Ryanair has reacted to the – “idiotic”- departure tax. The airline is cancelling eight Budapest routes that were already removed from the schedule on Wednesday. In addition, Ryanair boss O’Leary said the era of EUR 10 flights is over.
According to Telex, Ryanair’s decision affects the following destinations: Bordeaux, Bournemouth, Cologne, Kaunas, Kraków, Lappeenranta, Riga, and Turin. This list however does not contain cities which they would have cancelled anyways, such as Rimini. Ryanair has been selling tickets to these eight cities for a long time, and now it has decided not to launch flights there. According to okosutas.hu, the decision is almost certainly a reaction to the passenger tax introduced by the Hungarian government. In all similar cases, this is what Ryanair did before. Now, they are doing the same: they are reducing the number of flights on routes that are not performing well based on the bookings.
Already after the introduction of the departure tax, Ryanair announced that this extra cost could result in fewer flights and cancellations, reports bank360.hu. For those bookings made before the announcement of the tax and made after June 30, Ryanair included HUF 3,900 (EUR 9,89) in the price. Moreover, passengers could cancel their flights. In response to this, the Capital City Government Office launched a consumer protection investigation against Ryanair in Hungary. The result of this was made public by Judit Varga, the Minister of Justice. According to the decision, a HUF 300 million (EUR 765,000) consumer protection fine was imposed on Ryanair due to the transfer of the departure tax.
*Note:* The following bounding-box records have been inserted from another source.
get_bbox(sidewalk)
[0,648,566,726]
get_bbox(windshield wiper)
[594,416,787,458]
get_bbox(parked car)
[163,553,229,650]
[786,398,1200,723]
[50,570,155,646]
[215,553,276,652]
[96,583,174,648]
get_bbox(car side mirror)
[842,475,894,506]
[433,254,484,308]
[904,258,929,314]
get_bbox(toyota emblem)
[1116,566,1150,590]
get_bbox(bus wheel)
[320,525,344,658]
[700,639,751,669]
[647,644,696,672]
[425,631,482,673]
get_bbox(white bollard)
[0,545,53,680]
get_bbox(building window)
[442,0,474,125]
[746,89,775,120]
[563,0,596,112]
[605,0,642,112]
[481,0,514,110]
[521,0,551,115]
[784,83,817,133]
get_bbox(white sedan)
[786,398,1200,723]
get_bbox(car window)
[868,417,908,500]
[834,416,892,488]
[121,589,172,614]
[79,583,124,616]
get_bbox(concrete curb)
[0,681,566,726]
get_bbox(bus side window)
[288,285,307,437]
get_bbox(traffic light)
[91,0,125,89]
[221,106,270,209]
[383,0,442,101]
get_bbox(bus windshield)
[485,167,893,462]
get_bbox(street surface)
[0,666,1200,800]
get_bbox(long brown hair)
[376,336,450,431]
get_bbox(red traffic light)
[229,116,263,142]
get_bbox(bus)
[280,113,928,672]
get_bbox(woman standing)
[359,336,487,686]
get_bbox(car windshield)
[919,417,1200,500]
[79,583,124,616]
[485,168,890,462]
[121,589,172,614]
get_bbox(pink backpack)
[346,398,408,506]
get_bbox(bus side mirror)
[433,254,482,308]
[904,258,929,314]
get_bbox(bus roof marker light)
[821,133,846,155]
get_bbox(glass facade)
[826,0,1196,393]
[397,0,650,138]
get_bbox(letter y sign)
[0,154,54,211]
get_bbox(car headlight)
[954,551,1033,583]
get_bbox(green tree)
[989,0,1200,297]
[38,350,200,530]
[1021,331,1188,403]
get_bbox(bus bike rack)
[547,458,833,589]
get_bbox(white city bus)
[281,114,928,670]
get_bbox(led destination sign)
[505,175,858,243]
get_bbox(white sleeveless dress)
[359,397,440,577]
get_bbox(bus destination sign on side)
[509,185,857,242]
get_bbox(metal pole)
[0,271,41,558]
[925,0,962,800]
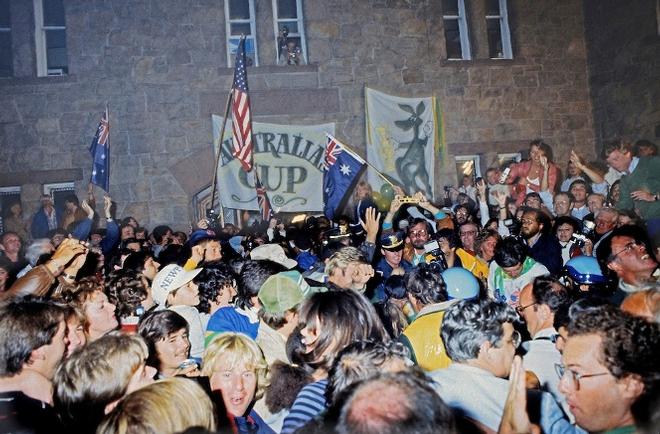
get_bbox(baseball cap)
[250,244,298,268]
[151,264,202,307]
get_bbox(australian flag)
[89,110,110,191]
[323,134,367,220]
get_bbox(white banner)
[212,115,335,212]
[364,87,441,197]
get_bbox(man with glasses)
[557,306,660,434]
[596,225,660,304]
[430,300,571,433]
[516,276,571,418]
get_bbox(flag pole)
[211,90,234,228]
[325,133,394,187]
In the interview on BBC, Ryanair boss O’Leary talked about the future of the airline. “We think people will continue to fly frequently. But I think people are going to become much more price sensitive and therefore my view of life is that people will trade down in their many millions,” he said. He also believes that the era of EUR 10 flights is over. Ryanair will not be offering flights at rock bottom prices anymore thanks to the soaring cost of fuel.